Reliable protocol was developed to obtain healthy plants of imported (Indian) Punica granatum Linn. using in vitro germinated seedlings and juvenile explants. In vitro seed germination of imported seeds was induced on MS medium supplemented with different concentrations of GA3. The best medium was found to be the MS medium supplemented with 5.0 mg/L GA3 and seed stratification induced the seed germination percentage and seedling height. Cotyledon, hypocotyle, internode and leaf explants were excised from in vitro germinated seedlings for calli induction.

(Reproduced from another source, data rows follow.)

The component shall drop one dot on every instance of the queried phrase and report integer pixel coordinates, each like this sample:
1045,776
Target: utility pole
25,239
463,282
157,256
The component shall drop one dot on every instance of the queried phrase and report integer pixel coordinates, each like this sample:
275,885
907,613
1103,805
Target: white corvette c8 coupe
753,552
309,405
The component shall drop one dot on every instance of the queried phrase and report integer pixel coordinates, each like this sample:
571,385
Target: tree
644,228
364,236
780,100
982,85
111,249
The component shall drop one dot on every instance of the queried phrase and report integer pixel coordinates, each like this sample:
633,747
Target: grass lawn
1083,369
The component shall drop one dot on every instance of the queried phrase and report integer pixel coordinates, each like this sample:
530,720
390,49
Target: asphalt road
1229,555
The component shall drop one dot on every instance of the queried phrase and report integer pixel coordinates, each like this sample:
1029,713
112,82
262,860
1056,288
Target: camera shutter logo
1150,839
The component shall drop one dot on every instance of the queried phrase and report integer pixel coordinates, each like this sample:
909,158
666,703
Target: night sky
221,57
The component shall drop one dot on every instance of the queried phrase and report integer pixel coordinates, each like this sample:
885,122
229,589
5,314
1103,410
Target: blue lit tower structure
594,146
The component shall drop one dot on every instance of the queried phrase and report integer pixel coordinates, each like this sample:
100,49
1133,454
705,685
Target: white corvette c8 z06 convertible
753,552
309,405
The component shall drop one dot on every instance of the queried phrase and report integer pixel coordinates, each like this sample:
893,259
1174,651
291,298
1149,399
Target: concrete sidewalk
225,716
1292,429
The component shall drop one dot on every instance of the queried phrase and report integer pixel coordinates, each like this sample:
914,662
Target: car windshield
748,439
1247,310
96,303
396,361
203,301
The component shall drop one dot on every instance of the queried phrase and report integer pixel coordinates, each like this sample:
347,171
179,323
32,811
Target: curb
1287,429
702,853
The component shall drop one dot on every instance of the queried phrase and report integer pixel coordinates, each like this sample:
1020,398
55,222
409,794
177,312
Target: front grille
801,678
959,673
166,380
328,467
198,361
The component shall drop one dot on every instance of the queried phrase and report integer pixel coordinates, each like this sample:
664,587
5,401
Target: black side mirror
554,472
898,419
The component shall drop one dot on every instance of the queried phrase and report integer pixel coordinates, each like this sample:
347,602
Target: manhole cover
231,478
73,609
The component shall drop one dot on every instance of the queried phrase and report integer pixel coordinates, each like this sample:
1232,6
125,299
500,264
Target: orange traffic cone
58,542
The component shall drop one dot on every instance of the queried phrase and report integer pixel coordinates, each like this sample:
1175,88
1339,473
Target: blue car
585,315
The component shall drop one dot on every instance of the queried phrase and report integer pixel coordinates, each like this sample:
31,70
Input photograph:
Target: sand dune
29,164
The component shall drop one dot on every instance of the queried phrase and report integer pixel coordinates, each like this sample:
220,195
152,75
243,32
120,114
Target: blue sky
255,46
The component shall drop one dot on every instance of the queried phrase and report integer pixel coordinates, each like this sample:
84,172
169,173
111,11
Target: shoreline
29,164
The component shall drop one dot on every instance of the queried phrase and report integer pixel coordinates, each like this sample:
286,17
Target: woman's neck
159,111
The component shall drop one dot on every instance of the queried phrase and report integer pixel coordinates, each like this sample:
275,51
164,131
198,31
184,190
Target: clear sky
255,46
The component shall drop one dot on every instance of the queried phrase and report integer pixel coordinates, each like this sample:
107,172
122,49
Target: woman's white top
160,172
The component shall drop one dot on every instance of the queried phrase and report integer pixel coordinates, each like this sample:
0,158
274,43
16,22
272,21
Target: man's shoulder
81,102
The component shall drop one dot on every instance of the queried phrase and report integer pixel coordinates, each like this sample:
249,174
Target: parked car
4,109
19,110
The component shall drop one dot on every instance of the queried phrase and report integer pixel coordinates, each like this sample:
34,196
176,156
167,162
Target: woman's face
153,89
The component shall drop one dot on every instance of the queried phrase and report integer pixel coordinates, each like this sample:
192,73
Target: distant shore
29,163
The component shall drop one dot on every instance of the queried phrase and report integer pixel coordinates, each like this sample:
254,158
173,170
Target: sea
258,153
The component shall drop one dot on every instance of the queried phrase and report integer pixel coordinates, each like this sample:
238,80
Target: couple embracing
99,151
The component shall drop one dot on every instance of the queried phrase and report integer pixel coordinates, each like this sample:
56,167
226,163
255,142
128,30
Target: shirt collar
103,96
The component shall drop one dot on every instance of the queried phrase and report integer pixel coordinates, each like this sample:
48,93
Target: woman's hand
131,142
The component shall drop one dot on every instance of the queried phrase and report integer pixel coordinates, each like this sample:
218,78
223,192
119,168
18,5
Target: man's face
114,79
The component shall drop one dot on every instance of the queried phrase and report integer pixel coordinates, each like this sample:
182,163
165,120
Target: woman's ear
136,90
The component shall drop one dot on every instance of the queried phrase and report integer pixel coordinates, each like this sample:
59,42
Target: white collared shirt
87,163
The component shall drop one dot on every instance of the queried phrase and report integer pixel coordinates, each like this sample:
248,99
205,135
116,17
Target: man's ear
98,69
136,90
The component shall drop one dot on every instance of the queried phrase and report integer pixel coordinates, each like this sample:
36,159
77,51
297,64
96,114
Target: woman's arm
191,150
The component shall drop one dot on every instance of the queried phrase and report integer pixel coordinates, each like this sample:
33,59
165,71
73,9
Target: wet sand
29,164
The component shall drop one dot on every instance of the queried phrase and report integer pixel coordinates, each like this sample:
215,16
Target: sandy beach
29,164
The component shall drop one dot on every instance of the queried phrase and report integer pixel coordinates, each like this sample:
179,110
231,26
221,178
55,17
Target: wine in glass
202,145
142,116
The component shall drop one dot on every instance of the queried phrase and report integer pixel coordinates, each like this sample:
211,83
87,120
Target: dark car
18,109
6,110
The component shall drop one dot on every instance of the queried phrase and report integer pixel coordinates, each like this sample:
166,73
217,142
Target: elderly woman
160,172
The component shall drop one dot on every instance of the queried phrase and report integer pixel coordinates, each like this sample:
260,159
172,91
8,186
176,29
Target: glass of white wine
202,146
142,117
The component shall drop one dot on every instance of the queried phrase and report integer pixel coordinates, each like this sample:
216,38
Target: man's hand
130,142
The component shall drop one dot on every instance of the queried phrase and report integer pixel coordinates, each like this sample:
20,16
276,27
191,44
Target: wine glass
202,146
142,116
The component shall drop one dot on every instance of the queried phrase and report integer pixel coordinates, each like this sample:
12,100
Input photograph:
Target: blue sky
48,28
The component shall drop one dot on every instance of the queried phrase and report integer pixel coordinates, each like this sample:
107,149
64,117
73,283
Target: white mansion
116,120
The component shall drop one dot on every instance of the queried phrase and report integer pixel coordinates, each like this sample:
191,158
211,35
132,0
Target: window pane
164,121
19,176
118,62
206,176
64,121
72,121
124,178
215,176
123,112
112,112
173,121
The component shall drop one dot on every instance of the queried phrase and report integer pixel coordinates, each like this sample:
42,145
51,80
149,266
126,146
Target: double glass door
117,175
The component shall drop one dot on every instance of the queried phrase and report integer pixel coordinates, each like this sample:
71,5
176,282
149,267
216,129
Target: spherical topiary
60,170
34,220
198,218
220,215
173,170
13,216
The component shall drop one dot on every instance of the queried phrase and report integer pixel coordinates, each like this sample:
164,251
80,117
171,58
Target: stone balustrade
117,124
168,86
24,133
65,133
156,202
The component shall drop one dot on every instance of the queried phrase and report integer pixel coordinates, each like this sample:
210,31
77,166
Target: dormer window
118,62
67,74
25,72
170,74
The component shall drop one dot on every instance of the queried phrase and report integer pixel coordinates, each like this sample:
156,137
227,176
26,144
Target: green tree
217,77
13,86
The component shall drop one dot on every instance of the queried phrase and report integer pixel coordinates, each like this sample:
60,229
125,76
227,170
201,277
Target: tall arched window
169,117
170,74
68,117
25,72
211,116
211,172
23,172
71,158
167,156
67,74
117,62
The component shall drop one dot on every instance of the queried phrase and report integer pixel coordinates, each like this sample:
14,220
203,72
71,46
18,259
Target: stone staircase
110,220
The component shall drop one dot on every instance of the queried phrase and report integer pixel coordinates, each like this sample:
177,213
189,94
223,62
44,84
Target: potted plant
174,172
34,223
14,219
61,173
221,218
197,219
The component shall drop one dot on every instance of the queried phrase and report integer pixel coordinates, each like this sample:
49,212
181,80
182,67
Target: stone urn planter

MS medium supplemented with 2.5 mg/L NAA and 3.0 mg/L BAP was found to be best medium for callus induction from cotyledons, 2.5 mg/L NAA and 4.0 mg/L BAP from hypocotyle, 1.5 mg/L NAA and 2.0 mg/L BAP from internode and 1.5 mg/L NAA and 3.0 mg/L BAP from leaf explants. Cotyledon explants showed the highest percentage of callus induction followed by internode, leaf and hypocotyle explants. MS medium supplemented with 0.5 mg/L NAA and 3.0 mg/L BAP was found to be the best medium for shoot regeneration from calli obtained from all types of explants. Highest shoot regeneration percentage was showed in cotyledon derived callus followed by hypocotyle, internode and leaf derived calli. For somatic embryogenesis leaf disc explants were taken from 45 days old P. granatum Linn. plantlets. MS medium supplemented with 500.0 mg/L L-Glutamine, 2.0 mg/L 2,4-D and 2.0 mg/L BAP was found to be the best medium for embryonic callus induction, MS medium with 500.0 mg/L L-Glutamine, 1.0 mg/L 2,4-D was found to be the most effective medium for embryonic callus formation. The treatment with 0.25 mg/L BAP, 500.0 mg/L Casein hydrolysate, 500.0 mg/L L-Glutamine and 30.0 g/L sucrose under dark conditions gave the highest percentage of matured embryonic callus.